I nod, not able to speak through the tears.
"Well come on, it can't be that bad. You gonna tell me he's got a crush on me or something? I can't help it I'm just-" he starts to joke, then instantly regrets it. "Woah, don't look so horrified, I was trying to make you laugh" he adds quickly, seeing my reaction. I still can't manage anything other than a strangled cry.
"Oh. Oh I get it." He says, joining up the dots.
"Wait you guys are a thing?!" He can't hide the surprise from his voice which just makes me feel even more stupid.
"Were" I manage between sniffles
"And you...dumped him?" He asks, still confused.
"He dumped me. This morning." I mutter.
"Huh. How bout that. I always thought he was the smart one..."
I almost smile. Not even emotional wrecks are immune to his charm.

We pull up near a lake. I look to him for context but he just silently gets out. I follow suit.
He picks up some stones and starts skimming them. I just stand and watch.
"Not the best place to bring a girl in hysterics, I might pull an Ophelia" I joke, English student in me coming out. I think I see him smile, still pelting pebbles across the surface.
"Why the lake?" I ask, curious.
"Dunno. It's my sisters favourite place, thought it might work on all chicks" he reasons.
"How sentimental" I tease.

After a while we start walking back towards the car.
"Kyle wants to meet me at 4 to give his excuses.
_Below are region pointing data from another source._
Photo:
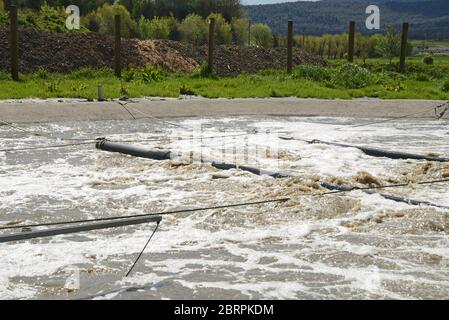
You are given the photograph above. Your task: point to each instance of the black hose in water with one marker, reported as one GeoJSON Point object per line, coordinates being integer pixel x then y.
{"type": "Point", "coordinates": [384, 153]}
{"type": "Point", "coordinates": [165, 155]}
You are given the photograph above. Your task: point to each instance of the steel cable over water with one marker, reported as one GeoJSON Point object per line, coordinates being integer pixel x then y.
{"type": "Point", "coordinates": [243, 204]}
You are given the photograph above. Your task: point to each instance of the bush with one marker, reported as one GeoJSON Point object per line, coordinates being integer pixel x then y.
{"type": "Point", "coordinates": [184, 90]}
{"type": "Point", "coordinates": [223, 33]}
{"type": "Point", "coordinates": [311, 72]}
{"type": "Point", "coordinates": [194, 29]}
{"type": "Point", "coordinates": [128, 75]}
{"type": "Point", "coordinates": [150, 74]}
{"type": "Point", "coordinates": [437, 73]}
{"type": "Point", "coordinates": [422, 77]}
{"type": "Point", "coordinates": [428, 60]}
{"type": "Point", "coordinates": [156, 28]}
{"type": "Point", "coordinates": [389, 44]}
{"type": "Point", "coordinates": [41, 73]}
{"type": "Point", "coordinates": [262, 36]}
{"type": "Point", "coordinates": [351, 76]}
{"type": "Point", "coordinates": [240, 31]}
{"type": "Point", "coordinates": [3, 15]}
{"type": "Point", "coordinates": [446, 86]}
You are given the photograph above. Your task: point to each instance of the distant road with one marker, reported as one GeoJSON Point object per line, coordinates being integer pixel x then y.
{"type": "Point", "coordinates": [26, 111]}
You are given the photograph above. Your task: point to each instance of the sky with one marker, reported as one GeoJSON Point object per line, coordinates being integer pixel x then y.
{"type": "Point", "coordinates": [269, 1]}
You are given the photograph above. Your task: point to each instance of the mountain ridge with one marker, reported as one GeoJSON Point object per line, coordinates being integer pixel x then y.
{"type": "Point", "coordinates": [429, 19]}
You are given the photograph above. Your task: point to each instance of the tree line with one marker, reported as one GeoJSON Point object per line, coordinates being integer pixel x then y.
{"type": "Point", "coordinates": [179, 9]}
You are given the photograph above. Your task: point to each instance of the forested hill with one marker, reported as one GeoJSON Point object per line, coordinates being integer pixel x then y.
{"type": "Point", "coordinates": [427, 18]}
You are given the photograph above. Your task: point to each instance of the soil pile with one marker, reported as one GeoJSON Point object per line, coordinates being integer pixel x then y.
{"type": "Point", "coordinates": [65, 52]}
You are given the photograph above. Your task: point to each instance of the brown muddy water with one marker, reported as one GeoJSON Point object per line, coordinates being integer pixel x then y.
{"type": "Point", "coordinates": [344, 246]}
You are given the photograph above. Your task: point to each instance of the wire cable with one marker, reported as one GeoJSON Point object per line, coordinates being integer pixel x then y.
{"type": "Point", "coordinates": [45, 147]}
{"type": "Point", "coordinates": [400, 117]}
{"type": "Point", "coordinates": [244, 204]}
{"type": "Point", "coordinates": [143, 250]}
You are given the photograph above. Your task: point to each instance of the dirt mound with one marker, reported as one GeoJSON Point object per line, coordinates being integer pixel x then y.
{"type": "Point", "coordinates": [65, 52]}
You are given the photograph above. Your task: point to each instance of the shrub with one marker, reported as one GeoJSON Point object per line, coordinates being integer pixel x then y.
{"type": "Point", "coordinates": [186, 91]}
{"type": "Point", "coordinates": [240, 31]}
{"type": "Point", "coordinates": [156, 28]}
{"type": "Point", "coordinates": [3, 15]}
{"type": "Point", "coordinates": [262, 36]}
{"type": "Point", "coordinates": [150, 74]}
{"type": "Point", "coordinates": [421, 77]}
{"type": "Point", "coordinates": [311, 72]}
{"type": "Point", "coordinates": [223, 34]}
{"type": "Point", "coordinates": [428, 60]}
{"type": "Point", "coordinates": [194, 29]}
{"type": "Point", "coordinates": [437, 73]}
{"type": "Point", "coordinates": [203, 71]}
{"type": "Point", "coordinates": [389, 44]}
{"type": "Point", "coordinates": [128, 75]}
{"type": "Point", "coordinates": [351, 76]}
{"type": "Point", "coordinates": [446, 86]}
{"type": "Point", "coordinates": [41, 73]}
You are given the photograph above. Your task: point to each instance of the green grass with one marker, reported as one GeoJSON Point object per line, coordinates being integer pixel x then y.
{"type": "Point", "coordinates": [430, 43]}
{"type": "Point", "coordinates": [421, 82]}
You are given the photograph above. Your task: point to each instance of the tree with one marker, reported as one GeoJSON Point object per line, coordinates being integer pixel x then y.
{"type": "Point", "coordinates": [261, 35]}
{"type": "Point", "coordinates": [156, 28]}
{"type": "Point", "coordinates": [240, 31]}
{"type": "Point", "coordinates": [389, 45]}
{"type": "Point", "coordinates": [194, 29]}
{"type": "Point", "coordinates": [223, 33]}
{"type": "Point", "coordinates": [104, 19]}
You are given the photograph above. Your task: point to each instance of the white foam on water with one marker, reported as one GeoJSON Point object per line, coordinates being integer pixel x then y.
{"type": "Point", "coordinates": [313, 251]}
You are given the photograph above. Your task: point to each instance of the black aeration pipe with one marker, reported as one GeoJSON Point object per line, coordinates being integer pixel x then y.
{"type": "Point", "coordinates": [165, 155]}
{"type": "Point", "coordinates": [384, 153]}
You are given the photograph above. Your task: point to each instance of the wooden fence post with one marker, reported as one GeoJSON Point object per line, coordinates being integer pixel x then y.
{"type": "Point", "coordinates": [290, 47]}
{"type": "Point", "coordinates": [210, 62]}
{"type": "Point", "coordinates": [14, 43]}
{"type": "Point", "coordinates": [351, 43]}
{"type": "Point", "coordinates": [118, 47]}
{"type": "Point", "coordinates": [403, 47]}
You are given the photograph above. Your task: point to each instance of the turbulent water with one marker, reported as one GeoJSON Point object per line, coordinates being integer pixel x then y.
{"type": "Point", "coordinates": [353, 245]}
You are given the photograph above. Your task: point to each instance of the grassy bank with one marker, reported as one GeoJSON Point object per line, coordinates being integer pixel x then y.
{"type": "Point", "coordinates": [377, 79]}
Do you think I should go?" I ask thoughtfully
"Why are you asking me?" He asks, brushing it off.
I suddenly feel stupid. He's right, this is my mess. My cheeks flame. He always sounds cool, unbothered and slightly bored. I can't tell if this apathy is endearing or irritating. It definitely makes my problems feel insignificant. I remind myself to ring Wendy later, who will act like this is the most interesting and dramatic thing that has happened all year.
He senses he was a bit too harsh.
"I just meant cus I suck at this advice stuff. For what it's worth you were too good for him anyway" he says casually, lighting up a cigarette. We lean against his car, him smoking, me taking in the scenery.
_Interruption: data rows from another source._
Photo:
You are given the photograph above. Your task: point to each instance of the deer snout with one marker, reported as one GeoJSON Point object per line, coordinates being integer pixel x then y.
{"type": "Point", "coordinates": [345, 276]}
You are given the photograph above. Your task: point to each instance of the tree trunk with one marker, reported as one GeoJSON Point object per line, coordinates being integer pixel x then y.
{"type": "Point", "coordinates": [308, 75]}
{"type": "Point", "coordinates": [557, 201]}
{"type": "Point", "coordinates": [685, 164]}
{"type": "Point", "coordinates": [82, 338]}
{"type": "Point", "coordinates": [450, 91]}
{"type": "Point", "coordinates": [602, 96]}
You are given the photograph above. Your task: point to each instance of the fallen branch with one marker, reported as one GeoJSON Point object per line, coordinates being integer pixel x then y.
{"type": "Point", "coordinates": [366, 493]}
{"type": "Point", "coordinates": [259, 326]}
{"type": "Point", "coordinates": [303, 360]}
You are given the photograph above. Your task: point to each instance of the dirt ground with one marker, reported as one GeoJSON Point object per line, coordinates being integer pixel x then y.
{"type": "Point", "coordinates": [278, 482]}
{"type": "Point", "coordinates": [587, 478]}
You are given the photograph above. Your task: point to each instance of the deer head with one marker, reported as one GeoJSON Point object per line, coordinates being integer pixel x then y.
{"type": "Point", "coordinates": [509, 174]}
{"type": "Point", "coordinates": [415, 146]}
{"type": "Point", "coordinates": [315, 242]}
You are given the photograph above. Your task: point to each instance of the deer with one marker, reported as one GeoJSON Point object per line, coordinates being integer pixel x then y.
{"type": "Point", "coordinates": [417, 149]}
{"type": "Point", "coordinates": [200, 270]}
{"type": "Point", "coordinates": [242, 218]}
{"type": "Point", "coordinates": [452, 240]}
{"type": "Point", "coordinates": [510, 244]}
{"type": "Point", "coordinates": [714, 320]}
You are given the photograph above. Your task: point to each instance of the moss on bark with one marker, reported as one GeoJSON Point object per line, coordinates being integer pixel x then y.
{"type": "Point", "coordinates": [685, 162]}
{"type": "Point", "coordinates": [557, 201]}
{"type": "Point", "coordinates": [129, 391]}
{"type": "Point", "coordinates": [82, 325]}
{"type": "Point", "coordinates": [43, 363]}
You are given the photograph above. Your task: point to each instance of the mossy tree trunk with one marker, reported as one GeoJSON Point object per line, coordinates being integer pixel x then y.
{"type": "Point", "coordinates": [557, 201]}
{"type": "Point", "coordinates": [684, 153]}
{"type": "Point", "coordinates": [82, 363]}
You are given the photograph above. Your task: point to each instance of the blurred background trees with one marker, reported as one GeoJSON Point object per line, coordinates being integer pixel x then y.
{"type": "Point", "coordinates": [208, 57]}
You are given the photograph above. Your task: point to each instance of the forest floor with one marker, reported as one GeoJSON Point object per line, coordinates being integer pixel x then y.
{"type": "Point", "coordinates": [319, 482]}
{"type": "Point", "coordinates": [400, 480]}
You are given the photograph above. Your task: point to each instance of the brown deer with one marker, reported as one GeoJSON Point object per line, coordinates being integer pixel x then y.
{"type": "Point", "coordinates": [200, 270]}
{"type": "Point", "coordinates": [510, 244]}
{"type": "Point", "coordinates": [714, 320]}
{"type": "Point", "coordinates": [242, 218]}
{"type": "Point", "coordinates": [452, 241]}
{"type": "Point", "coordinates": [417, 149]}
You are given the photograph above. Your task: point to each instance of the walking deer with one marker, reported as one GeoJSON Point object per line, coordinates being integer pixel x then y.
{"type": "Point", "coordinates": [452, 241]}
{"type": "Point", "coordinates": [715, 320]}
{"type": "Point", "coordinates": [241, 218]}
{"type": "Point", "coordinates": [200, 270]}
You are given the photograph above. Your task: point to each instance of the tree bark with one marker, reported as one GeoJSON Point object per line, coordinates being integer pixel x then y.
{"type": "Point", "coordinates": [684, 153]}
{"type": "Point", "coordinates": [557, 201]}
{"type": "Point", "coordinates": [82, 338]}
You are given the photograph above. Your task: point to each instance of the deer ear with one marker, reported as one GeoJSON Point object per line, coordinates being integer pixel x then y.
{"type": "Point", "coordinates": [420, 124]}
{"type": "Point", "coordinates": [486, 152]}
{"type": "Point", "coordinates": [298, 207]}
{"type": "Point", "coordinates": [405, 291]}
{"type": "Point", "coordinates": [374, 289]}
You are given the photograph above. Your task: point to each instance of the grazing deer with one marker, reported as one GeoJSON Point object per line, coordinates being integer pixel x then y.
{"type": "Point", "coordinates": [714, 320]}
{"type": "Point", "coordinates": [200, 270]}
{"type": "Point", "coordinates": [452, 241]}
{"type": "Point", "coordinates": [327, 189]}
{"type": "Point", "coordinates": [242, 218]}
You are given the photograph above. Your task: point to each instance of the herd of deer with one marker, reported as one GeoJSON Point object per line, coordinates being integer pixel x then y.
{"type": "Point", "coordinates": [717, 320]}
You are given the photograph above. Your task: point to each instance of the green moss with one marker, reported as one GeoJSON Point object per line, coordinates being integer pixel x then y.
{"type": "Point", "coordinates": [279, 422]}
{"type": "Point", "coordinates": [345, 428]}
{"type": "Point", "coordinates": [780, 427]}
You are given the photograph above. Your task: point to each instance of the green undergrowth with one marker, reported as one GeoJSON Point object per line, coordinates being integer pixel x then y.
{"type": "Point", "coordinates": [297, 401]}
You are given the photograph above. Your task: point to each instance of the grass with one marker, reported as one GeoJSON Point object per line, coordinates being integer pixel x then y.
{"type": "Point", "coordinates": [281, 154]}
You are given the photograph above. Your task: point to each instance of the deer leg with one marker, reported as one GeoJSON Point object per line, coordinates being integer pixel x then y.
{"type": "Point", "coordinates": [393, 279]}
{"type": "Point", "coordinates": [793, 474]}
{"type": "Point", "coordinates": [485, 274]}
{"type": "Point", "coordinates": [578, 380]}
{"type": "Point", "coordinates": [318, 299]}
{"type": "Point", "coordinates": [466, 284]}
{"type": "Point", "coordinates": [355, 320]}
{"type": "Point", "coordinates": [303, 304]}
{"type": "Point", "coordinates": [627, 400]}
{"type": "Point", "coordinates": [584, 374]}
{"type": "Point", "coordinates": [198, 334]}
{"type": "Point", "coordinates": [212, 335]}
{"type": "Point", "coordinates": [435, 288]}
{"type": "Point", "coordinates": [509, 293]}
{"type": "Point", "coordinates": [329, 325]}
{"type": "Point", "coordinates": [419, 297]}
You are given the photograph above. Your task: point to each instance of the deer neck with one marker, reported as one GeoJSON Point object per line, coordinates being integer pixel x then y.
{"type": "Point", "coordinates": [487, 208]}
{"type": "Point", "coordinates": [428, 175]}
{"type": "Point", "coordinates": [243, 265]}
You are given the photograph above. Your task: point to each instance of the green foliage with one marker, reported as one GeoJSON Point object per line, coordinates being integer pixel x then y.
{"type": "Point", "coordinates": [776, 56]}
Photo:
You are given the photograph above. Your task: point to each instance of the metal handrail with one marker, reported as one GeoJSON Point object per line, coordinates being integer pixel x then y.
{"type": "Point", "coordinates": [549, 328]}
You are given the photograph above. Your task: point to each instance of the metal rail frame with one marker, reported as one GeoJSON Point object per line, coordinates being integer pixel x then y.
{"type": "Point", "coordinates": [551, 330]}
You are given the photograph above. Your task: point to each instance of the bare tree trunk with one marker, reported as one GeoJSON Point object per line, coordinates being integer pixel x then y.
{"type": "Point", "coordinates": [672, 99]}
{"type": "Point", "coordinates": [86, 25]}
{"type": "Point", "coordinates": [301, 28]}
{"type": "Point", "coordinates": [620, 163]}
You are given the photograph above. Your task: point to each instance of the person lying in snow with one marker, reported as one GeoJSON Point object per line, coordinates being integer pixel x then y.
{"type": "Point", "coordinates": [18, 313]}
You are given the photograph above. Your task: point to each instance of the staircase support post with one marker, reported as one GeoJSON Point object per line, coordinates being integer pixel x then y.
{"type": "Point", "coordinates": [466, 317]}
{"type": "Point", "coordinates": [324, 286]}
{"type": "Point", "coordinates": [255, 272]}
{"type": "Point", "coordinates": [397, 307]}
"Oh yeah?" I ask, pushing my luck.
"If you're fishing for compliments you've come to the wrong place" he says, unsympathetic.
"A lake is the wrong place for fishing?" I tease, edging closer to him.
He rolls his eyes.
"That was so lame"
"I know" I reply, deep in thought. His careless attitude is rubbing off on me. Today will already be remembered as a sucky day, why not get rejected twice?
"So, would you?" I ask boldly
"Would I what?" He asks, finishing his cigarette and tossing it.
"Fuck me"
He turns to look at me, raising an eyebrow.
"Right here, right now in the backseat of your car" I continue, voice cool but legs like jelly.
He gets up in my face, so close I can smell the smoke on his breath
"I wouldn't just fuck you, I'd absolutely ruin you. I'd make you beg for it on your knees and wouldn't stop until you were a sobbing whimpering mess" he whispers, nonchalant as ever.
I go to take a step towards him but he puts his hand out.
"One guy has already made you cry today, I'm not about to be the second" he laughs, getting into the car and leaving me stood there, reconsidering every life choice I've ever made.
"You coming?" He asks, snapping me out of it. I silently slide into the passengers seat. We don't talk for the journey back. He drums on his steering wheel to the red hot chili peppers and I gaze out the window, head spinning, processing what just happened.
We arrive back at college and I gather my thoughts and step out.
"Hear Kyle out. He's not a bad guy" he says decidedly. I nod. "See ya round" he calls, walking towards the entrance of the building. I give a limp wave then start off in the opposite direction, mind still reeling.